Whitmer touts job numbers while analyst criticizes corporate welfareMay 16, 2022
Gov. Gretchen Whitmer and one economic analyst agree that Michigan needs more workers but disagree on the proper strategies necessary to acquire them.
John Mozena, president of the Center for Economic Accountability, a nonprofit organization for transparent economic development policy, questioned Whitmer’s “doubling down” on big business subsidies while many businesses need workers. There are about 10 million Michiganders but, as of January 2021, only 4.7 million are in the workforce.
Whitmer touted 170,000 new small business applications over the first three quarters of 2021 – 59% more than in 2019. She claimed in a news release Monday morning that those numbers indicate the fastest start to small business job growth in 23 years, citing Michigan Bureau of Labor Market Information.
“Recent data shows that entrepreneurs are fired up, starting tens of thousands of businesses and creating nearly 170,000 jobs,” Whitmer said in a statement. “While the numbers are encouraging, we must build on this momentum by making investments to retain and recruit more workers, expand operations, and attract additional investment. Together, let’s keep getting things done for Michigan’s booming small business community.”
Whitmer has attempted to drive Michigan’s economy by dumping hundreds of millions of taxpayer dollars into select private companies, including $824 million on General Motors’ electric vehicles programs. Her proposed $74 billion budget aims to spend $374 million subsidizing EVs, driven mainly by more affluent people. Only 13,545 EVs are registered in Michigan.

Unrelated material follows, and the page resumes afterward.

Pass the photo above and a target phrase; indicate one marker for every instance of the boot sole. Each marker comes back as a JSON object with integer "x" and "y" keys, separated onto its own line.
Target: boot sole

Instead of spending $374 million on EVs, Mozena suggested spending federal tax dollars to lure people into the workforce via reduced zoning regulations to encourage home-based businesses. It’s often cost-prohibitive for starting entrepreneurs to pay rent on their home and business for jobs that don’t require an additional building, such as an accountant.
The state and local governments often require zoning, permitting, or licensing regulations that make it nearly impossible to have a home-based business, Mozena said.
“A lot of these businesses are going to be home-based businesses,” Mozena said in a phone interview with The Center Square. “We have all been, over the past couple of years, working out of our homes in a way that we never have before.”
Mozena said that small business formation is up post-pandemic nationwide, which is one of the best signs of future economic prosperity. He questioned why Michigan is subsidizing big businesses “when businesses already can’t fill the jobs they have.”
“It seems like a poor use of taxpayer dollars to subsidize big businesses to give them even more of an advantage over all of these entrepreneurial startup companies when it comes time to compete for the same limited number of workers to fill those jobs,” Mozena said.